New Zealand forward Chris Killen claims his country can no longer be treated as the laughing stock of world football.
The 2,000-1 rank outsiders produced the greatest result in their history yesterday as they defied the odds to hold world champions Italy to a 1-1 draw at the FIFA World Cup™.
With two points from their two games, the All Whites now know they can reach the second round for the first time with victory against Paraguay in their final Group F match on Thursday.
Few predicated that at the start of the tournament and Killen is pleased to have proved the critics wrong. The Middlesbrough striker said: "We got laughed at before going on that pitch. I think most commentators, most pundits wrote us off.
"That gave us incentive to shove it back in their faces and I think we did. For New Zealand football this is a bit of history."
We have no brilliant individuals - we are not technically as good as the Italians but it's a big heart that we've got.
Aside from inspirational captain Ryan Nelsen, of Blackburn, the Kiwis have few recognised stars and two of their players - Simon Elliott and Dave Mulligan - are currently without clubs.
Yesterday's goalscorer Shane Smeltz, now of Gold Coast United, lists English non-league sides Halifax Town and AFC Wimbledon among his former teams.
"Italy could have had three or four on another night but we are all about heart and desire," added Killen. "We have no brilliant individuals - we are not technically as good as the Italians but it's a big heart that we've got. Every one of us put everything into it.
"We had our backs to the wall for a long spell - in the last 15-20 minutes we didn't really get out of our own half. But you have always got a chance if you put in the effort and hard work. Sometimes it pays off and it did here."
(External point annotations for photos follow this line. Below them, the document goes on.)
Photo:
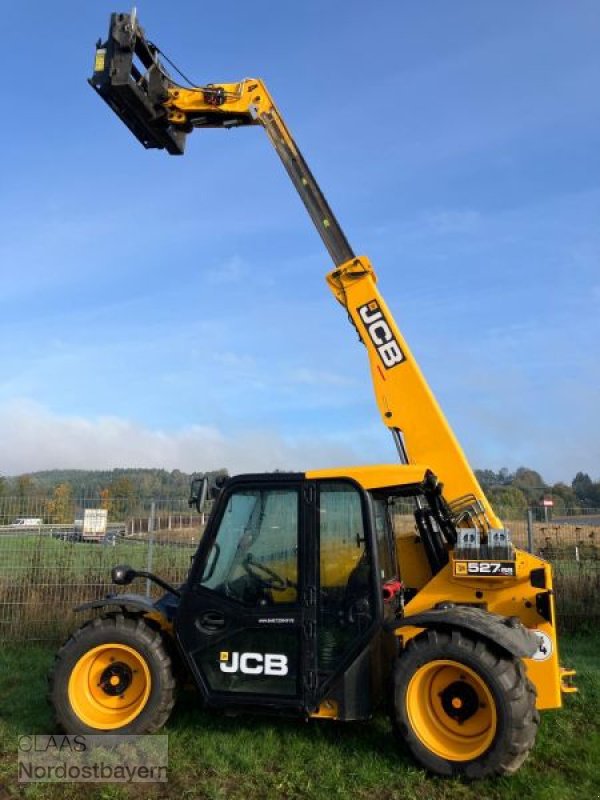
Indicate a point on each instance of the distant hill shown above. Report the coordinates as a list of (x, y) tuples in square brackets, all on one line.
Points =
[(84, 483)]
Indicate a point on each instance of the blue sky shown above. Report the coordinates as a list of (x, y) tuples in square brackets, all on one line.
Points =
[(160, 311)]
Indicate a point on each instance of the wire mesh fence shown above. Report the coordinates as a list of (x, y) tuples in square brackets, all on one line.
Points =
[(55, 556)]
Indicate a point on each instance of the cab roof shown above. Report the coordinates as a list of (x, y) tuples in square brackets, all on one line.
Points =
[(376, 476)]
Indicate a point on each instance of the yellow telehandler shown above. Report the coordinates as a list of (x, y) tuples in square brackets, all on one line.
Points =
[(326, 593)]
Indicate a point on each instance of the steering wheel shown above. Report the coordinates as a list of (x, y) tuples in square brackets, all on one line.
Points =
[(265, 575)]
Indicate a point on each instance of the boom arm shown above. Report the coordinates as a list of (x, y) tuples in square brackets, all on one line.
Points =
[(161, 113)]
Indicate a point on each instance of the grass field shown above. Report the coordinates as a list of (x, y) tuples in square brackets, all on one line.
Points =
[(250, 758)]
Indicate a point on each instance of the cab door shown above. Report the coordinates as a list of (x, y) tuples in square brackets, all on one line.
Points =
[(241, 621)]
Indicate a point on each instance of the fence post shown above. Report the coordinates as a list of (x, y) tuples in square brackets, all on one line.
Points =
[(529, 530), (151, 522)]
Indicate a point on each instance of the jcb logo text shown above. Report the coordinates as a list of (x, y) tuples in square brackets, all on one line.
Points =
[(381, 334), (254, 663)]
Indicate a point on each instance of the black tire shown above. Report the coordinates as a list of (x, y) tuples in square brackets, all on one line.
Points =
[(434, 704), (143, 646)]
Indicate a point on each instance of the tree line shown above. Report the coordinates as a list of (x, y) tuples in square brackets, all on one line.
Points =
[(120, 490)]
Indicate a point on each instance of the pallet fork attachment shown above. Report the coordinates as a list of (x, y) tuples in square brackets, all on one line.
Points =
[(130, 78)]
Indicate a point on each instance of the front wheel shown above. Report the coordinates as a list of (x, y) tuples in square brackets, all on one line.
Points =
[(113, 675), (463, 708)]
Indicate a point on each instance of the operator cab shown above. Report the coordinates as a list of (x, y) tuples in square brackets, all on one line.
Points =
[(285, 605)]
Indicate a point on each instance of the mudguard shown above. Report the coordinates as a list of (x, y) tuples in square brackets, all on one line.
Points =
[(508, 633), (166, 606)]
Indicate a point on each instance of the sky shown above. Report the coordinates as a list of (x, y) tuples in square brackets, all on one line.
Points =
[(172, 312)]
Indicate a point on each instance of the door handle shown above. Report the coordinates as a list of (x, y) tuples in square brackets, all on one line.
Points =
[(211, 621)]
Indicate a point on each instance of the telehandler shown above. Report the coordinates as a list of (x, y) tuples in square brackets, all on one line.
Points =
[(326, 593)]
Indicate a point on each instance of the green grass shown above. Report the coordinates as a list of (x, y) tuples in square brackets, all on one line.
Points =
[(252, 758)]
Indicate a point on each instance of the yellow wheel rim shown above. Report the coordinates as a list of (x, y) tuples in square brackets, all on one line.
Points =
[(451, 710), (109, 686)]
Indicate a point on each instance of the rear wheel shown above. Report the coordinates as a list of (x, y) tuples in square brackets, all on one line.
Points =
[(114, 674), (462, 707)]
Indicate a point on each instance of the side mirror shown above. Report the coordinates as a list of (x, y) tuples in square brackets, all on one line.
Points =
[(198, 493), (122, 574)]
Smeltz put New Zealand ahead in the seventh minute, Italy levelled with a Vincenzo Iaquinta penalty and then went on to dominate. But New Zealand were resolute in defence, limited them to a handful of clear-cut chances, and when shots did come in on goal, keeper Mark Paston proved to be in fine form.
"You could see a lot of long balls coming in from them. That was playing into our hands and that's what we wanted," added Killen. "Our defence has been pretty solid so far and it was playing to our strengths."